Deputy Marshal of the Sejm
- In office 8 November 2011 – 22 September 2014

Minister of Infrastructure
- In office 16 November 2007 – 7 November 2011
- President: Lech Kaczyński Bronisław Komorowski (Acting) Bogdan Borusewicz (Acting) Grzegorz Schetyna (Acting) Bronisław Komorowski
- Prime Minister: Donald Tusk
- Preceded by: Jerzy Polaczek (As Minister of Transportation)
- Succeeded by: Sławomir Nowak (As Minister of Transport, Construction and Marine Economy)

Member of the Sejm
- In office 19 October 2001 – 12 November 2023
- Constituency: 10 Piotrków Trybunalski (2019–2023) 9 Łódź (2007–2019) 11 Sieradz (2001–2007)

Personal details
- Born: 26 April 1960 (age 65) Łódź, Poland
- Party: Civic Platform

= Cezary Grabarczyk =

Polish politician (born 1960)

Cezary Stanisław Grabarczyk (born 26 April 1960) is a Polish politician.

He was elected to the Sejm on 25 September 2005, getting 13,775 votes in the 11th Sieradz district. He stood for election as a candidate on the Civic Platform list. Again elected to the Sejm in the 2007 Polish parliamentary election, in which he received 44,610 votes in the Łódź district.
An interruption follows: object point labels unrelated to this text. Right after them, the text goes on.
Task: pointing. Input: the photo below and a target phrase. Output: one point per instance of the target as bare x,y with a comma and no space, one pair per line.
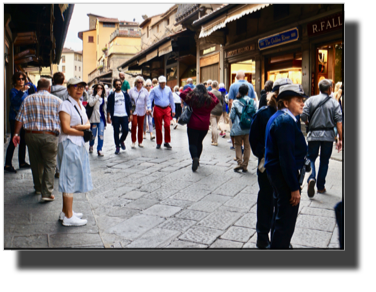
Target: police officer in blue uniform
265,201
285,152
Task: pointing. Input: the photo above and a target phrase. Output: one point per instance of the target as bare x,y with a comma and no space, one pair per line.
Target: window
108,24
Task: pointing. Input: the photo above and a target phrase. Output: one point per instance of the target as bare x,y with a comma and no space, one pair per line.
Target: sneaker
25,165
74,221
10,169
195,164
311,188
78,215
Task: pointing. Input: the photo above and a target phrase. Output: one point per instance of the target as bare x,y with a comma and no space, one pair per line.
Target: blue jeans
97,127
325,153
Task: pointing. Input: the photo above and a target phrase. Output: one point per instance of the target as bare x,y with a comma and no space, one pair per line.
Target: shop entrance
248,66
329,64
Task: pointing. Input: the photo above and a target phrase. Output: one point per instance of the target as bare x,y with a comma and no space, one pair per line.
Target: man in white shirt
119,110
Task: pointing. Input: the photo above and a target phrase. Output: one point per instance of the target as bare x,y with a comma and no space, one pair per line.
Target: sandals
10,169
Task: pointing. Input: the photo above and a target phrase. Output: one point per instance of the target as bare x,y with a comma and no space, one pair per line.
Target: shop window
281,10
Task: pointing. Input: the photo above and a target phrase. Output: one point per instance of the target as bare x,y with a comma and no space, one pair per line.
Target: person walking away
240,134
285,151
216,113
189,84
322,113
17,95
163,105
124,83
265,201
118,111
98,117
39,115
148,121
202,103
267,88
139,95
223,91
234,90
74,165
178,108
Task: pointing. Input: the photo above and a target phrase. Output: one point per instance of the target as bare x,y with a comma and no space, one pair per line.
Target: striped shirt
40,112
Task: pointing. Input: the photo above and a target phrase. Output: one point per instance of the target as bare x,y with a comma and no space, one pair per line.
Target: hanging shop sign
248,48
330,23
278,39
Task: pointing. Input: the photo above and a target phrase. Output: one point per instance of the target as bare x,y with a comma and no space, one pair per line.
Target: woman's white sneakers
74,221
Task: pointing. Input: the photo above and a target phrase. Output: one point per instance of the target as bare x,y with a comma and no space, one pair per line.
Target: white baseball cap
280,82
291,90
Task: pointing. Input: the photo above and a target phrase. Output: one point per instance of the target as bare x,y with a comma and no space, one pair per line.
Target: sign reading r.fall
278,39
332,22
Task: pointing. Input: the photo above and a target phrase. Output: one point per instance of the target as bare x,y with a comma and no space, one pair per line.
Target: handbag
185,116
88,135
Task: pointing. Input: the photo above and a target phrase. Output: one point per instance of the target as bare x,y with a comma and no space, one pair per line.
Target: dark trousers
265,207
116,122
21,147
326,149
195,138
283,225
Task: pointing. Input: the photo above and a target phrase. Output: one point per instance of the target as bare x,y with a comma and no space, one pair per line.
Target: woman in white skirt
73,158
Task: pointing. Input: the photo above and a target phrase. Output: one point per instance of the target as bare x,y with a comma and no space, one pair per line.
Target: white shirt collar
286,110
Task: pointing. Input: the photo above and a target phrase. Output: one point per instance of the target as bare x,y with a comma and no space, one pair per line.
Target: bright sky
80,20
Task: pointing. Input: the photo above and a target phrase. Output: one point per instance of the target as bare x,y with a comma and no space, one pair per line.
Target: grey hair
240,73
324,85
139,78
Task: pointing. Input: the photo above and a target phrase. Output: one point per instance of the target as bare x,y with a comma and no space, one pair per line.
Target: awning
165,48
212,26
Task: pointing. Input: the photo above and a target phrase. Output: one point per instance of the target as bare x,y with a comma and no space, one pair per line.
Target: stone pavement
149,198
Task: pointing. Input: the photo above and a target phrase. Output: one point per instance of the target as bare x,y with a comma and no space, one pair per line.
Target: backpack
247,114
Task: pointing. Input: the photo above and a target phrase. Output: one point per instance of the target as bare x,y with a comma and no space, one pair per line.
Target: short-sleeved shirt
68,107
40,112
125,86
140,99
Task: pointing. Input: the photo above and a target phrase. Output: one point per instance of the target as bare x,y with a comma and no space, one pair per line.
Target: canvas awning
216,24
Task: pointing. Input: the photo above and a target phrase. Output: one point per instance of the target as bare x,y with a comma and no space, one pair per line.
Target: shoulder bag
88,135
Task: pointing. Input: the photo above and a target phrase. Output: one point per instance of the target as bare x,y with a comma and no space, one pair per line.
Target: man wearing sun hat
163,105
285,151
323,113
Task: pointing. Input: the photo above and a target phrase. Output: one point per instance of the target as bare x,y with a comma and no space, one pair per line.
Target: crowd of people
55,122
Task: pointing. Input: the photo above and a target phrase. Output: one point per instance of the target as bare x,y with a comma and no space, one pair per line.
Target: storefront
326,39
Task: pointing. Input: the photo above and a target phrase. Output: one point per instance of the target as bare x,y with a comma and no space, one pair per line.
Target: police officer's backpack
247,114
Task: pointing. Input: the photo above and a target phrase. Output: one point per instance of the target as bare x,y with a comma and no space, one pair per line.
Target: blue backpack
247,114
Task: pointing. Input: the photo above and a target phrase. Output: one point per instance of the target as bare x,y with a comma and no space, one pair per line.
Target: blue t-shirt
234,89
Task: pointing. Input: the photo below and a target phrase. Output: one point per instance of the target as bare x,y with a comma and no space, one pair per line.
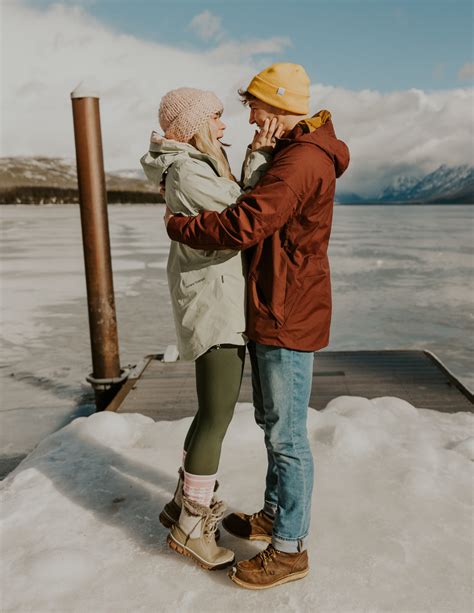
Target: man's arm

Following the 2007 parliamentary election, Grabarczyk was Minister of Infrastructure from November 2007 to November 2011, under Prime Minister Donald Tusk. After the 2011 parliamentary election, he was elected to serve as one of the deputy marshals of the Sejm. From 2013 to 2016 he was deputy leader of Civic Platform. From September 2014 to April 2016 he served as Minister of Justice, but got dismissed after controversy aroused around his firearms licence. He regained his parliamentary seat after 2015 parliamentary election. He was reelected to the Sejm in 2019 parliamentary elections.